—El café está frío—le dijo, señalando la taza en la mesa de luz.
Ella asintió, con miedo a romper el silencio en el que ambos se habían sumido. Le tendió la mano y entrelazaron los dedos. El contacto, el efímero roce de la piel contra la suya, era la única forma de sentir que, después de todo, quedaba algo por lo que pelear.

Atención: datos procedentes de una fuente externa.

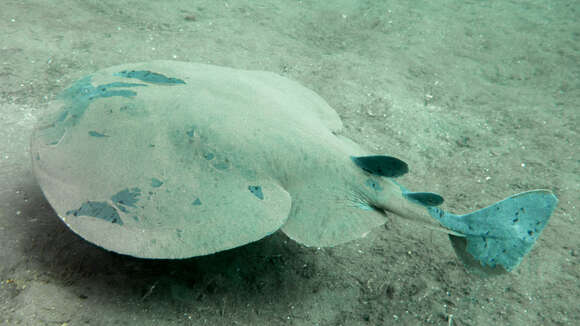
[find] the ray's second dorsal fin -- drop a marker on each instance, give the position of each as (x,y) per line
(385,166)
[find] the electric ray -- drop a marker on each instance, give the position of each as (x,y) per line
(170,159)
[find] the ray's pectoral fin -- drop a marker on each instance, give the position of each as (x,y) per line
(500,234)
(382,165)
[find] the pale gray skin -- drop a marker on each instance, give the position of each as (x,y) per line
(175,160)
(169,159)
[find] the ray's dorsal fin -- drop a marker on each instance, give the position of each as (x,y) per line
(424,198)
(382,165)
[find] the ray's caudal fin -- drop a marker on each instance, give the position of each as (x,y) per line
(499,235)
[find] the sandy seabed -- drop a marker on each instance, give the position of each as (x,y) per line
(481,99)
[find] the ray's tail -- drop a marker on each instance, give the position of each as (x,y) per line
(500,234)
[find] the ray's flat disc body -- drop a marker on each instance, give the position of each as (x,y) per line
(170,159)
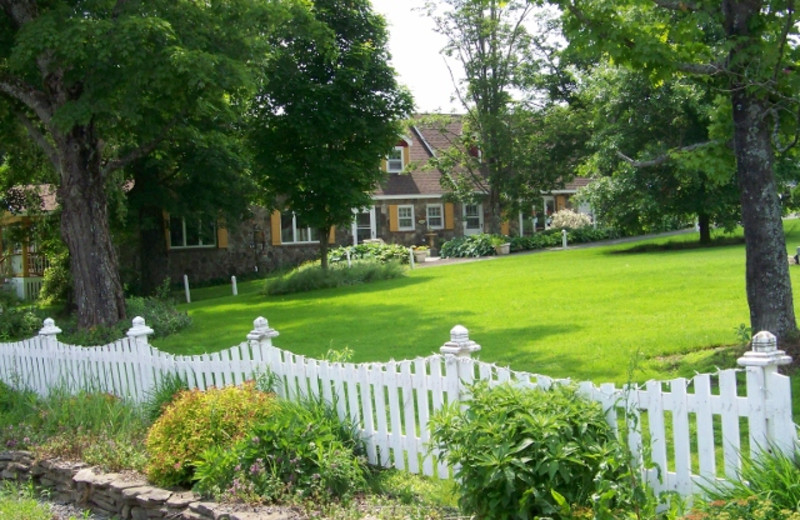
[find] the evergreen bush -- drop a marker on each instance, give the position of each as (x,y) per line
(526,453)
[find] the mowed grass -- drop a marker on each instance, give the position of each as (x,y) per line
(584,313)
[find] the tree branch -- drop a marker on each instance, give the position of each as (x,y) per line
(140,151)
(29,96)
(18,11)
(677,5)
(39,139)
(658,161)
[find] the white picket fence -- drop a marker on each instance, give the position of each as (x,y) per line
(682,432)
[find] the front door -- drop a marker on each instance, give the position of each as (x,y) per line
(363,225)
(473,219)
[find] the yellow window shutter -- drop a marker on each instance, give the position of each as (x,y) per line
(165,223)
(222,237)
(449,223)
(275,227)
(393,217)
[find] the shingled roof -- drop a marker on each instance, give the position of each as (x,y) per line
(429,135)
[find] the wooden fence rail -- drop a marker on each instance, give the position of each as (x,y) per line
(682,432)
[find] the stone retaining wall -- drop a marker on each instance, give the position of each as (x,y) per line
(123,496)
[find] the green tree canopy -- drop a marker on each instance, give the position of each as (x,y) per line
(746,50)
(100,84)
(330,112)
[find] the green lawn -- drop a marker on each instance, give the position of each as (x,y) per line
(581,313)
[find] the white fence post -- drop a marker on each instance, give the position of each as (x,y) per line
(769,395)
(139,332)
(260,339)
(458,356)
(50,372)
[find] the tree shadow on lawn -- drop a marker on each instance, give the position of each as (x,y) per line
(677,245)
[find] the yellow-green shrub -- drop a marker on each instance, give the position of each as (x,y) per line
(198,420)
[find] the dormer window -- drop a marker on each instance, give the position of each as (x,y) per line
(394,161)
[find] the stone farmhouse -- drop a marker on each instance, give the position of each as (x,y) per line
(410,207)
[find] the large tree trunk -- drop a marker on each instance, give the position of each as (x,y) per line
(769,288)
(85,230)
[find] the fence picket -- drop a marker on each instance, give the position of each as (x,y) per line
(392,403)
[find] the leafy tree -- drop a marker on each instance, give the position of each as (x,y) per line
(99,84)
(329,114)
(746,50)
(653,140)
(496,152)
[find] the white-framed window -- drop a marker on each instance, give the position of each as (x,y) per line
(394,161)
(435,216)
(192,233)
(295,231)
(405,218)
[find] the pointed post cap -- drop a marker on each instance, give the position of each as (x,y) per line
(459,344)
(139,328)
(764,352)
(261,330)
(49,328)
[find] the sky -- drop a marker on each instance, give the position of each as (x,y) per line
(415,46)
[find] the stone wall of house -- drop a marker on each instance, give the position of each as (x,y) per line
(420,234)
(123,496)
(249,251)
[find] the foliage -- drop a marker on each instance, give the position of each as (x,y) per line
(498,147)
(552,238)
(198,420)
(91,426)
(382,253)
(304,450)
(139,74)
(160,315)
(653,150)
(569,219)
(523,453)
(57,280)
(745,56)
(481,244)
(767,488)
(17,319)
(327,67)
(313,277)
(168,387)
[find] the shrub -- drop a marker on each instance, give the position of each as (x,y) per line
(569,219)
(17,320)
(523,453)
(159,314)
(383,253)
(303,451)
(767,488)
(471,246)
(313,277)
(165,391)
(197,420)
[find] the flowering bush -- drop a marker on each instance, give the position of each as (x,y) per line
(303,450)
(197,420)
(568,219)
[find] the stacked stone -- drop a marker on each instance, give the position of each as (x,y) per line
(120,496)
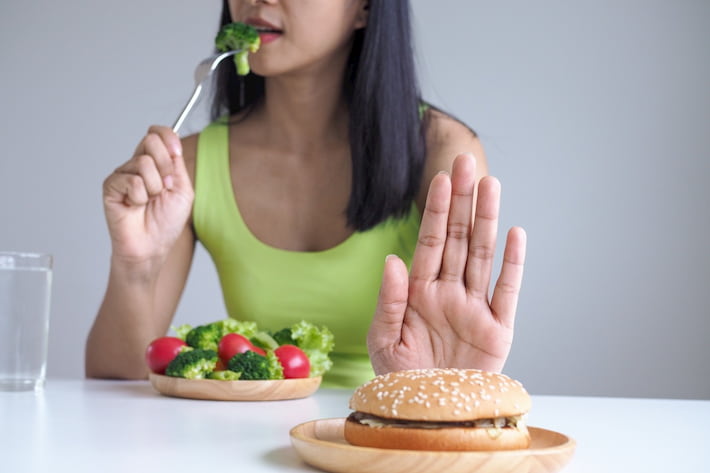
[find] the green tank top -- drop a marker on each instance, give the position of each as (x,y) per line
(337,287)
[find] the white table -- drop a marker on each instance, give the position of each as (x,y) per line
(117,426)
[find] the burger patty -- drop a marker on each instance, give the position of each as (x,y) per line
(512,422)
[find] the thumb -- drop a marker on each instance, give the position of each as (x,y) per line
(386,327)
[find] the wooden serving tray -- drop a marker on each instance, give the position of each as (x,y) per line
(320,443)
(216,390)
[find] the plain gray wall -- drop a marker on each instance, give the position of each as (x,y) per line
(595,116)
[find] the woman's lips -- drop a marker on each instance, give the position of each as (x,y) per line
(267,37)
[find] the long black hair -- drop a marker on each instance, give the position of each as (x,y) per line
(386,135)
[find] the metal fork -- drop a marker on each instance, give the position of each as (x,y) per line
(203,70)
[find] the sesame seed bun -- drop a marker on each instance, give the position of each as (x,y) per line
(440,409)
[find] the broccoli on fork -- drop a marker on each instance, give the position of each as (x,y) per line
(238,37)
(192,364)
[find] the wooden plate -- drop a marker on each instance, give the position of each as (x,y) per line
(320,443)
(216,390)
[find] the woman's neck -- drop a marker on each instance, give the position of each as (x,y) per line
(305,112)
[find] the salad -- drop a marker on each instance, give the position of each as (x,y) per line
(231,349)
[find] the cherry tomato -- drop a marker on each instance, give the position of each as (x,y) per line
(161,352)
(294,361)
(234,343)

Enterró los dedos debajo de su pelo corto mientras hundía la cara en su cuello. Si el amor se había ido desgastando con el tiempo, si había un abismo entre el principio y esto que parecía ser el final, ella quería seguir teniéndolo cerca. Le gustaba sentir que era quien aliviaba el dolor en su mirada, ese que ya tenía cuando lo conoció. Disfrutaba repasando con los dedos las líneas del tatuaje que tenía en la espalda, de la música en la mañana, los cigarrillos por la noche, del dolor y la alegría que produce querer mucho a alguien.
Pero quizás el amor estaba frío como el café que ya no humeaba en la mesa de luz. Tal vez no había por qué luchar y el contacto estaba sobrevalorado. Y, probablemente, la música por la mañana fuera sólo canciones de despedida y los cigarrillos, cargados de frustración, el ultimátum de ese amor melancólico que ya no miraba a los ojos.
Solo entonces lo supo, era hora de juntar las cosas y escapar de ahí sin volver la vista para verlo llorar mientras fuma junto a la ventana. En el sur ya no hay lugar suficiente para los dos.